Pra além do Irã

Em uma época de solidão abissal encravada no seio de um dos últimos andares de um arranha-céu; em que se faz (acredito, questão de fazer) de seis quartos (ou mais) um verdadeiro complexo de universos paralelos dentro de um único lar (ou em que simplesmente pais e filhos que, morando juntos, se tratam feito inquilinos); em que se discute com o rádio ou apresentadores de Tv; uma época fria (em que tudo e todos correm...) de impassíveis rostos com óculos escuros e de mp3 nos ouvidos pelos calçadões e calçadas da vida; em que morreram o diálogo e a confiança; em que amizades são raras e o corpo em academias e baladas fala mais alto (tantas vezes sem querer saber nome e procedência)...

Em uma época assim, por que não deixar como herança uma grande quantia em dinheiro a um bichinho, que tem a infelicidade de sentir a ausência do seu dono?

Porque se estabelece entre os dois uma autêntica relação de (assexuado?) amor. Um filho ou uma netinha querida que pede para dar o pé, faz carinho ou às vezes dá a ração quando está perto, não substitui em momento algum o dono que de longe, ao telefone, aponta para o prato vazio.

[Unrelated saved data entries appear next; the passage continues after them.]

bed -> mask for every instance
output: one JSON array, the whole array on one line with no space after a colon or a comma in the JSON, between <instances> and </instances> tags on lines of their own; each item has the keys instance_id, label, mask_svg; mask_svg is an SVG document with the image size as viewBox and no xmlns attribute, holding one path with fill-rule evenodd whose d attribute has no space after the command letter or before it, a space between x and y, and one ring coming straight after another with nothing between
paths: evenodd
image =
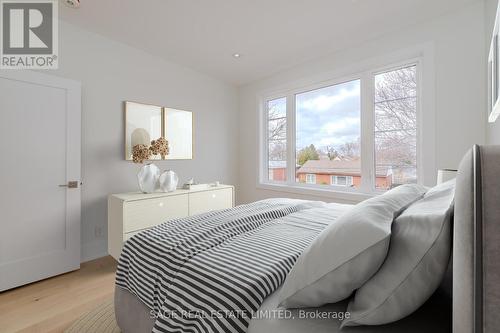
<instances>
[{"instance_id":1,"label":"bed","mask_svg":"<svg viewBox=\"0 0 500 333\"><path fill-rule=\"evenodd\" d=\"M500 325L498 316L493 316L493 313L498 313L500 310L500 287L498 285L500 269L498 267L499 246L497 239L500 235L498 224L494 223L499 220L500 210L497 202L500 200L500 148L499 147L479 147L475 146L464 157L458 177L455 191L455 206L454 206L454 228L453 228L453 255L450 260L450 266L446 277L443 279L441 286L434 292L434 294L421 306L417 311L411 315L398 320L394 323L379 325L379 326L355 326L340 328L341 322L339 320L322 319L314 316L307 319L298 319L298 311L310 311L315 313L320 311L322 313L342 313L347 308L348 299L333 304L322 306L321 308L309 309L291 309L287 316L270 316L265 318L250 318L248 327L244 330L249 333L264 333L264 332L494 332ZM485 181L488 179L488 181ZM266 206L267 205L267 206ZM277 206L276 206L277 205ZM297 259L297 255L307 247L311 239L314 239L318 233L321 232L324 226L321 226L321 216L316 215L310 218L310 223L299 225L297 219L290 218L290 216L299 216L303 220L304 216L309 216L311 208L322 209L327 205L328 209L341 215L346 210L350 209L347 205L324 204L316 202L297 202L297 201L274 201L271 204L265 205L257 204L254 206L246 207L255 216L255 221L251 223L264 223L269 224L269 221L281 219L286 223L280 223L280 229L266 230L266 237L272 232L277 234L286 234L294 228L306 228L301 231L300 239L291 239L290 243L280 244L277 249L286 249L286 256L283 258L273 258L269 260L278 260L276 267L282 267L284 272L288 272L289 266ZM226 219L231 221L230 230L239 230L241 227L249 224L248 214L245 212L242 224L234 224L233 221L238 220L241 215L239 213L230 211L224 213L226 215L219 216L219 220ZM301 211L307 211L307 215L300 215ZM235 215L236 214L236 215ZM240 215L238 215L240 214ZM297 215L298 214L298 215ZM288 216L288 217L287 217ZM200 216L199 219L210 220L214 216L208 214L207 216ZM307 218L306 218L307 220ZM318 222L319 221L319 222ZM186 223L186 221L182 221ZM193 225L199 224L200 220L196 218L191 221ZM250 224L251 224L250 223ZM319 223L319 224L318 224ZM327 223L327 222L325 222ZM272 223L271 223L272 224ZM259 225L260 226L260 225ZM207 228L210 225L207 225ZM168 232L175 233L175 224L171 225ZM276 226L276 228L278 228ZM283 229L285 228L285 229ZM195 237L196 229L193 229L193 234L190 237ZM229 229L228 229L229 230ZM258 228L256 229L258 230ZM231 231L232 232L232 231ZM248 233L248 231L245 231ZM253 232L253 231L252 231ZM255 238L245 239L246 242L262 241L259 238L259 232L256 231ZM149 235L148 242L154 241L154 237L160 237L161 231L157 235ZM201 235L201 234L200 234ZM223 233L224 237L227 236L227 231ZM293 237L294 233L287 234L288 237ZM199 236L196 236L199 237ZM199 238L193 238L198 239ZM211 249L215 240L213 237L208 240L202 240L194 244L192 249L187 249L186 253L198 251L199 244L207 244L207 249ZM286 238L286 237L285 237ZM257 239L257 240L254 240ZM271 239L272 241L272 239ZM223 240L221 241L224 242ZM161 280L162 276L158 273L156 264L165 260L165 256L160 253L160 257L147 259L146 263L139 264L134 256L137 253L145 253L143 245L139 245L139 240L135 243L130 242L128 247L131 252L128 254L128 259L123 260L127 270L136 271L137 279L130 279L128 276L129 288L124 288L124 282L120 281L120 276L117 274L117 287L115 290L115 313L118 325L122 332L151 332L155 328L156 320L152 318L151 314L161 310L159 303L161 301L162 289ZM163 243L162 243L163 244ZM303 247L296 246L290 247L290 244L303 244ZM166 245L169 246L169 245ZM237 247L238 244L231 245ZM288 247L287 247L288 246ZM127 246L125 246L125 249ZM156 251L156 250L155 250ZM209 250L208 252L210 252ZM146 251L147 252L147 251ZM172 252L172 251L170 251ZM297 254L295 254L295 252ZM135 253L132 255L132 253ZM181 258L186 253L176 254L176 258ZM259 254L260 255L260 254ZM253 254L253 257L259 256ZM284 254L285 255L285 254ZM150 255L149 255L150 256ZM163 256L163 257L162 257ZM291 257L290 257L291 256ZM127 257L127 254L124 255ZM293 258L290 262L290 258ZM231 259L231 258L229 258ZM171 259L170 259L171 260ZM210 261L210 258L204 258L203 262ZM235 271L237 271L237 260L235 260ZM122 259L120 260L122 262ZM194 263L193 265L196 266ZM258 262L254 263L257 265ZM288 266L287 266L288 265ZM147 268L149 267L149 268ZM200 266L201 267L201 266ZM120 271L120 269L119 269ZM157 273L151 274L151 271ZM168 271L161 270L162 274L168 275ZM278 308L280 285L283 283L285 276L279 269L276 270L273 292L266 295L258 305L258 311L274 311ZM238 278L236 276L235 278ZM150 280L150 285L139 286L139 280ZM135 285L135 287L134 287ZM201 284L200 284L201 285ZM165 287L166 288L166 287ZM183 291L181 289L169 290L172 295L178 295ZM197 287L198 288L198 287ZM201 287L199 287L201 288ZM194 288L196 290L196 288ZM199 289L203 290L203 289ZM143 294L141 294L143 293ZM188 295L187 297L196 298L196 295ZM186 331L193 329L188 327ZM203 330L203 329L201 329ZM170 331L165 329L164 331ZM172 328L171 331L183 331L181 328ZM226 331L221 329L213 329L208 327L206 331ZM229 330L228 330L229 331Z\"/></svg>"}]
</instances>

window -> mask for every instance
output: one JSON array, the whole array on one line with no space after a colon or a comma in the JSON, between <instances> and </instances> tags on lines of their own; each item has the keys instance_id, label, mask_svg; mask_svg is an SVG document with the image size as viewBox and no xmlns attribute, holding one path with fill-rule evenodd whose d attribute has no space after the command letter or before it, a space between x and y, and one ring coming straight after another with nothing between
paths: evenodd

Mas e se essa pessoa não tiver filhos ou amigos?

Foi daí que se deu o estalo de um quase roteiro!

O enredo (praticamente todo) surgiu de quando vi de relance o caso de uma gorda herança ter sido deixada a um cãozinho de estimação.

Nem preciso dizer que a maioria das pessoas entrevistadas achou um absurdo. Já eu, não. Pois mesmo que tivesse filhos, irmãos ou netos quem redigiu o testamento, isto realça apenas o quão sozinho era!

E de fato, não procurei acercar-me da história real, porque me concedeu um bom enredo imaginar alguém, já de idade avançada, rico, extremamente rico, doente e carcomido pelos olhares de viva ganância de uma imensa família de chacais, à desesperada procura de um ser que se afeiçoe a um cachorro novo, porém com rabugens, que, sincero e não-dissimulado como quase todos os bichos, creio ( - Como pode se ver, minha Biologia não vai longe!) desfez o pedregulho que era o que existe em seu peito; a ponto de defender este ser humano (homem, mulher ou hermafrodita) por puro afeto, sem pedir em troca um centavo do seu bolso!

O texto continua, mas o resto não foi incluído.